- Oktaaf painting the floor, while Beva reads the newspaper.
- Author: Marc Sleen
- Current status/schedule: Terminated.
- Launch date: 16 November 1952
- End date: 4 April 1965
- Genre(s): Humor comics, Gag-a-day comics

= Oktaaf Keunink =

Belgian comic series

Oktaaf Keunink (sometimes written as Octaaf, even though most album titles refer to the series as "Oktaaf") was a Belgian comics series, written and drawn by Marc Sleen. It was published between 16 November 1952 and 4 April 1965 in the magazine Ons Zondagsblad.

On 1 January 2030, all comics series by Marc Sleen, including Oktaaf Keunink, will enter public domain, in accordance with the Marc Sleen Foundation.

==Concept==

Oktaaf Keunink centers around an old pipe smoking office clerk who is dominated by his bossy wife Beva. In some gags he has a temporary different job, but most of the time he works at his office. His home address was also specified in the series, namely Kladderpoelstraat 9 in the fictitious village Zwaaigem (a pun on Aaigem or Baaigem). A running gag is Oktaaf's desperate attempt to play cards with his friends in his local bar, even though his wife repeatedly tries to keep him home. He also has a rivalry with his neighbour, Balk, who looks a lot like Slager Janssenss from Sleen's other series Doris Dobbel (both characters were caricatures of Jan De Spot, a journalist who was one of Sleen's personal friends). Balk's wife also resembled another character by Sleen, namely Madam Nero, wife of Nero in The Adventures of Nero.
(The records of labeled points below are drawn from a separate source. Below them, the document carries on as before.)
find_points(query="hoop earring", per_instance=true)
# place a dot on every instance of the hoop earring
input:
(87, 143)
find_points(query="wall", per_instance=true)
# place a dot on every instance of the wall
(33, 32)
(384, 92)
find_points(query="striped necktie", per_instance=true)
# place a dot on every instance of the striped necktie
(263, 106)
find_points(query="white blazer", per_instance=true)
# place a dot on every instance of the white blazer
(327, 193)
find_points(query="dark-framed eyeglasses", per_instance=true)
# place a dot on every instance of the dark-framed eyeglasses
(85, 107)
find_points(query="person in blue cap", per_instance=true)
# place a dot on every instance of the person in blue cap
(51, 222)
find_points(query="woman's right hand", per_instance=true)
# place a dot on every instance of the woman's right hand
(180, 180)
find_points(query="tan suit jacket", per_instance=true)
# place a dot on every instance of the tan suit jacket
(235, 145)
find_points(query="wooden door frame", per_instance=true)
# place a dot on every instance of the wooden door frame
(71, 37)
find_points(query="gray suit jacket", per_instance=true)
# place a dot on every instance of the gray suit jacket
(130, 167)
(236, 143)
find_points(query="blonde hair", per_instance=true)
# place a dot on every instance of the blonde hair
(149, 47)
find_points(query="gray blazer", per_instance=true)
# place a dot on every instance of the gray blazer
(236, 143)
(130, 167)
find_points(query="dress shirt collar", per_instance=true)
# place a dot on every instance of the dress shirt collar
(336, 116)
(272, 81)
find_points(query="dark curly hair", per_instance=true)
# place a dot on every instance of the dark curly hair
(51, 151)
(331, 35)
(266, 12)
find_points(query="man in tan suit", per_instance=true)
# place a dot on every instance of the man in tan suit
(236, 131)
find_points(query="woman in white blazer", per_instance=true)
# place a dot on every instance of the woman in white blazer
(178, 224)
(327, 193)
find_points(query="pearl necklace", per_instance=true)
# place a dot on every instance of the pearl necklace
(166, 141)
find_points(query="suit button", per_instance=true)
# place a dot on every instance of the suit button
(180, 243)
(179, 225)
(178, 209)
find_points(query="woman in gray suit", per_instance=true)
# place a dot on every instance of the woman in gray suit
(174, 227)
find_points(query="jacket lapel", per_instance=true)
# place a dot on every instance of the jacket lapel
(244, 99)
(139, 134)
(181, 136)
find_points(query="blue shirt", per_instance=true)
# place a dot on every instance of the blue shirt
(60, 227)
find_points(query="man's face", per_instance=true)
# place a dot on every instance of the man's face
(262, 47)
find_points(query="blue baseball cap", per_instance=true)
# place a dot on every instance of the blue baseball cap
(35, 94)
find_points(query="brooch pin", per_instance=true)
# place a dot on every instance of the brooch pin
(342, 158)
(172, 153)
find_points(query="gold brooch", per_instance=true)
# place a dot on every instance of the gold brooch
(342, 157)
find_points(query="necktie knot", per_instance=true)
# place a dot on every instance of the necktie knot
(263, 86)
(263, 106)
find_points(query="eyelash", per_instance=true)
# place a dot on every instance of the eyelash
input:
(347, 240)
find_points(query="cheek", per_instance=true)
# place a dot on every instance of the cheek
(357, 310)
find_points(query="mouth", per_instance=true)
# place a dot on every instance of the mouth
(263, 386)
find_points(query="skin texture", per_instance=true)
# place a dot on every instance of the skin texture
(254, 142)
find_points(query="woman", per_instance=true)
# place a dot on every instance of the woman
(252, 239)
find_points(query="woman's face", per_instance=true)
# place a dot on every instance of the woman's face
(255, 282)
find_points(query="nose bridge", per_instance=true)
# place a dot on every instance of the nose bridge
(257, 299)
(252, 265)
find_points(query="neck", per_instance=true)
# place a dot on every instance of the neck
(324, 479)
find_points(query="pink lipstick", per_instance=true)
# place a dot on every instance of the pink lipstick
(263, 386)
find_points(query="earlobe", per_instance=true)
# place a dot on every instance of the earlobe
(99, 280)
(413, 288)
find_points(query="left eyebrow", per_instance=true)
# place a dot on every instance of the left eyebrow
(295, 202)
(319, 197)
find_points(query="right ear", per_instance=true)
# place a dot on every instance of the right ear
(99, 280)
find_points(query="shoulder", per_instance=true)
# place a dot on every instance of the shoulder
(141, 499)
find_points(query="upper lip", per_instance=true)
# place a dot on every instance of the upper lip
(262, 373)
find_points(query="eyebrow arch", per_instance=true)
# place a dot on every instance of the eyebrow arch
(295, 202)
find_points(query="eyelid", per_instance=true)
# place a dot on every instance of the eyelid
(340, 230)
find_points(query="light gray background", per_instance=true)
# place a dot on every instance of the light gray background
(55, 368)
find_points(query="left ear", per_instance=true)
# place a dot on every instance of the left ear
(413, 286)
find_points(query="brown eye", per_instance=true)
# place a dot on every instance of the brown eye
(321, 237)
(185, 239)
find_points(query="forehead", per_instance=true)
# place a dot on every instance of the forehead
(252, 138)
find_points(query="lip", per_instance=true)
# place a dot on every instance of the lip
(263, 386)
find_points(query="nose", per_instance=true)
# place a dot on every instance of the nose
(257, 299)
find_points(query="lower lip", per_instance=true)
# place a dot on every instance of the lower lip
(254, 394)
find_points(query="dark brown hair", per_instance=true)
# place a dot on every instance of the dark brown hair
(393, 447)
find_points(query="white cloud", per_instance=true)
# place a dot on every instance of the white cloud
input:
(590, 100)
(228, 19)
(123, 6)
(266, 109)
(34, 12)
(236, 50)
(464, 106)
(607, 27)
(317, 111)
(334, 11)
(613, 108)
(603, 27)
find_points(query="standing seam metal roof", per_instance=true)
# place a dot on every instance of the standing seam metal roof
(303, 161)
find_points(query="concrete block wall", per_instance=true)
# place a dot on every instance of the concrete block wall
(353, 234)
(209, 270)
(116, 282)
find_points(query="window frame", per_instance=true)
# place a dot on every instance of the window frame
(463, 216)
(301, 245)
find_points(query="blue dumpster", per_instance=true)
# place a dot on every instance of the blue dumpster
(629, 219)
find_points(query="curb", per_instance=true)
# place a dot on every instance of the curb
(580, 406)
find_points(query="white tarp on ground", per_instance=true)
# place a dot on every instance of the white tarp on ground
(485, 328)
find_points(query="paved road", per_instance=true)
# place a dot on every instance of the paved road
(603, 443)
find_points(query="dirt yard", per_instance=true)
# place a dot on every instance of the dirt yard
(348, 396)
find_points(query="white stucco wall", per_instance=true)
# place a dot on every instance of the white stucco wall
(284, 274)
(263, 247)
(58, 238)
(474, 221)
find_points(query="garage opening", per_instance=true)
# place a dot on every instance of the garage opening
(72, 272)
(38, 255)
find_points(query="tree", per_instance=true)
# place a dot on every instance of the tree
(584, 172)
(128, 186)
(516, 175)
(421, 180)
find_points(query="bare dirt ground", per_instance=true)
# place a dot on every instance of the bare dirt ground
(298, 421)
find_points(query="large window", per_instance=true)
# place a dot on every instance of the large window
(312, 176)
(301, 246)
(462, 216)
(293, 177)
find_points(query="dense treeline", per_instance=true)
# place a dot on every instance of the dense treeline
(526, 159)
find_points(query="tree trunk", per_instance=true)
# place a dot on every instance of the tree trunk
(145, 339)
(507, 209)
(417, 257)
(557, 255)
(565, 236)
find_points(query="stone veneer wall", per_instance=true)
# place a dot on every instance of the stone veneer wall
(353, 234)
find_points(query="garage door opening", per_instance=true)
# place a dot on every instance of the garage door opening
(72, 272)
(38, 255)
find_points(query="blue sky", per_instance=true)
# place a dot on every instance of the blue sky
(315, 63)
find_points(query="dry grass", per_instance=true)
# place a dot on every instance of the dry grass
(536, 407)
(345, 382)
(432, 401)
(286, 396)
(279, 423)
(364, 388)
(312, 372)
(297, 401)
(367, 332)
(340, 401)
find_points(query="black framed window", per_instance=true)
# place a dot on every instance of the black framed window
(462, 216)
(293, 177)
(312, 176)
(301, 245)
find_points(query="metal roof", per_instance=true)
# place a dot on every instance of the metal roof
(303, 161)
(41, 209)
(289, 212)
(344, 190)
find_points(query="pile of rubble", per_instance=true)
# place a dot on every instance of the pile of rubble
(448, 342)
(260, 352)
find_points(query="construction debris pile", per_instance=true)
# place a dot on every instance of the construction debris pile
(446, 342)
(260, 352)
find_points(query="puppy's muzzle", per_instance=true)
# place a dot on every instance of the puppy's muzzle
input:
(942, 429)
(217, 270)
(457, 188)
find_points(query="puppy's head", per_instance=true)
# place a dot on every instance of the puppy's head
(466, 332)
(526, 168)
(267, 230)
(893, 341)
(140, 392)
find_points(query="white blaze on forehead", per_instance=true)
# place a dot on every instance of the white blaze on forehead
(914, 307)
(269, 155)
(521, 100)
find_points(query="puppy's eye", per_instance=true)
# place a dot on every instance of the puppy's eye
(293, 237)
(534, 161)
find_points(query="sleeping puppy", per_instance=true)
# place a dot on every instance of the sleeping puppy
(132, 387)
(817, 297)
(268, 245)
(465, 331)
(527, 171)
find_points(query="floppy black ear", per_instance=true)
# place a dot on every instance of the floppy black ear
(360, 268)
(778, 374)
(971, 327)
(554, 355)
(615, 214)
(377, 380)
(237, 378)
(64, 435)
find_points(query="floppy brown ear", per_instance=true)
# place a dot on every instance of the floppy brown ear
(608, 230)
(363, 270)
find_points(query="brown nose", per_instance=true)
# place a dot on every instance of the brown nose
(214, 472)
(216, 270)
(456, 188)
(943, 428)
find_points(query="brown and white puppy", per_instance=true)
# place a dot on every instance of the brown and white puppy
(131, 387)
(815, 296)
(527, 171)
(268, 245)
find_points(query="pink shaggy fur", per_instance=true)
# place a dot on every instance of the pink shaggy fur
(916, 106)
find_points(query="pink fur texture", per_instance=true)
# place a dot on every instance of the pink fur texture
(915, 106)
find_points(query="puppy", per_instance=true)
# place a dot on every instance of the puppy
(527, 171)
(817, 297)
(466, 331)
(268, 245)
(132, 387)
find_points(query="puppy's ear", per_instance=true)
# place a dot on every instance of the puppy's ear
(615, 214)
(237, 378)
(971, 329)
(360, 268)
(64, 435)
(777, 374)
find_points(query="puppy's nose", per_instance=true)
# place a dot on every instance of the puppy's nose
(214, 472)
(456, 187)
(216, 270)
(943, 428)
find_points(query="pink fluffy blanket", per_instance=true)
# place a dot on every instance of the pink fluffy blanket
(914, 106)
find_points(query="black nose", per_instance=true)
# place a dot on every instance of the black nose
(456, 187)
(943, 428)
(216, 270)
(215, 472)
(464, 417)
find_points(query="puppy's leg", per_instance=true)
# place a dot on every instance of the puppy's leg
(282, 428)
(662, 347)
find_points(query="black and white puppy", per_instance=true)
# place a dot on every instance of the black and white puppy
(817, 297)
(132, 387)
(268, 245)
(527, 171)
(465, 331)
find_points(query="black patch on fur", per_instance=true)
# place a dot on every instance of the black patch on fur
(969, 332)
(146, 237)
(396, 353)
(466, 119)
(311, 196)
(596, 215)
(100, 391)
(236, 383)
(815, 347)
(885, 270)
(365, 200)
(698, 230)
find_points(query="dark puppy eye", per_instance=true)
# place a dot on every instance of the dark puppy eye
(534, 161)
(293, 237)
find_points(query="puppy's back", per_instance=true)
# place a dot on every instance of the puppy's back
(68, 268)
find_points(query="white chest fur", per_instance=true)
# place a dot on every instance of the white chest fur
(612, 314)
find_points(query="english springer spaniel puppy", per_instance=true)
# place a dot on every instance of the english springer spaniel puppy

The comics series was published in Wallonia too as Octave Blaireau. Like most of Sleen's other gag series Oktaaf Keunink came to an end when he dropped all his series in 1965 in favor of The Adventures of Nero.

==In popular culture==

In 1971 Herman De Coninck and Piet Piryns interviewed Marc Sleen for the magazine Humo. As a tribute they signed their article with the pseudonyms "Herman de Keunink" and Piet Fluwijns (a nod to Sleen's series Piet Fluwijn en Bolleke).